Two other men were found unresponsive. First responders performed CPR and administered Narcan. Both of these men survived.
Tara Stamos-Buesig was forced to attend the Louisiana Street home where investigators said four people overdosed on drugs.
For several years, she has been counseling people caught in the cycle of drug addiction. The names of those who died and those who were resurrected have not been released, but Tara said there’s a good chance she knows them.
“This brings to 50 the number of people I have worked with and known or loved friends and family who have lost their lives to an overdose,” Stamos-Buesig said.
Tara has a lot of street credibility around here. It’s his old neighborhood. She was intermittently homeless for 15 to 20 years and a drug addict during that same period. She finally got sober after her last arrest in July 2013.
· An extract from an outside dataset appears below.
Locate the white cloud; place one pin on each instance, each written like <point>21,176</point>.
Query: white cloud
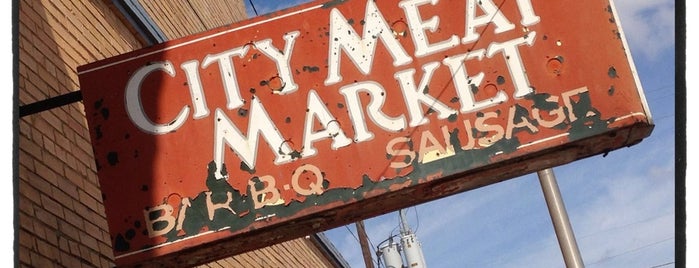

“I was a person who used substances chaotically to survive on the streets and started using because of trauma,” Stamos-Buesig said.
As CEO of the San Diego Harm Reduction Coalition, his clients are mostly drug addicts. She provides anyone who accepts it with the Narcan nasal spray. It’s a most effective tool and it was used to revive two people who overdosed in this house on Thursday morning.
“Narcan should be available to everyone. It should be in everyone’s house, it should be in everyone’s medicine cabinet, in your car,” Stamos-Buesig said.
It’s personal for Tara. She survived life, found sobriety, and is now dedicated to helping others endure.
“I’m grateful that two people are alive and it lets me know that I have to do more because there could have been four people still alive and that’s a heavy burden to bear,” Stamos-Buesig said.
The Harm Reduction Coalition is consulting with San Diego County on its Narcan program, indicating where best to place Narcan stations for emergency use.
These two fatal overdoses in University Heights, apparently caused by fentanyl, are believed to be among more than 800 such deaths this year alone.
In fact, fentanyl deaths in San Diego in the first half of this year had already exceeded last year’s total.
In 2021, 812 people died from fentanyl overdoses in San Diego County. From January to June 2022, there have already been 825 deaths.
To see how quickly this problem is getting worse: just 5 years ago, the number of fatal fentanyl overdoses in the county was 84.
Now Mayor Todd Gloria has said he will issue an executive order directing the city’s Department of Government Affairs to pursue state legislation to improve penalties for drug traffickers when fentanyl sales result in injury and death. .
It also calls on staff to develop new policies to further improve the city’s response to the fentanyl crisis.
“I pledge all the support San Diego can offer as the second largest city in California and the eighth largest city in this country. Cities are on the front lines of the impacts of this crisis and I am determined that we are at the at the forefront of addressing it,” said Mayor Gloria.
“We will not find or accept excuses to let this crisis continue to spiral out of control. We are going to own it and we are going to make sure that we tackle it at all levels, local and federal,” Mayor Gloria said. . added.
Last month, the San Diego County Board of Supervisors approved a plan to require fentanyl awareness in county classrooms. The proposal also calls for distributing naloxone to parents and students and training them on how to use it.
The child protection message was echoed at Thursday’s press conference.